It was quite cold and there was some snow on the ground. Not as much as the time Neddie jumped into the big drift, but enough to make some snowballs. Neddie made a few in his paws, tossing them up into the air—the snowballs I mean he tossed, not his paws—and he caught the snowballs as they came down.

Pretty soon Neddie came to the baker’s, and he said:

“I want the largest lemon pie you have, if you please.”

“All right,” said Mr. Peetie Skeezex, the baker, “you shall have it. I have a specially fine large one.”

Then he brought out from the oven the loveliest lemon meringue pie Neddie had ever seen. It was almost as large around as a Christmas drum, and on top was a lot of that white fluffy stuff made from eggs, and it was browned just the least little bit, and sprinkled with powdered sugar, and around the edge was some sort of curly-cue stuff like twisted rope, and the pie was as pretty as one picture and part of another one.

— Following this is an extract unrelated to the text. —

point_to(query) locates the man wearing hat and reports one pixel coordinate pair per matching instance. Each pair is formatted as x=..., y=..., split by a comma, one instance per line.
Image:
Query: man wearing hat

“Oh, yum-yum!” cried Neddie when he saw the lemon pie. He could not help it, and he could hardly stop from taking a taste. But the baker knew what hungry bear boys might do to a lemon pie, so Mr. Peetie Skeezex put the lemon pie in a paper and tied it very tight.

“There you are, Neddie,” he said to the little bear boy. “There’s your pie. Hurry home with it.”

“I will,” answered Neddie. “We’re going to have it for supper. We’ve got company coming.”

“Fine!” said Mr. Skeezex, giving Neddie a sweet cake to keep him from getting too hungry on the way home with the pie. I guess the baker was afraid that maybe Neddie might bite the pie, just to see if it were real. But if Neddie had a sweet cake of his own to nibble on, this might not happen.

Neddie started for home, carrying the big lemon pie as carefully as the milkman brings in a bottle of cream for the cat, and the little boy bear was about half way to the cave-house, when, all of a sudden, while he was thinking how he could get two pieces of pie for supper, all at once out from behind a mulberry bush jumped an old sea lion.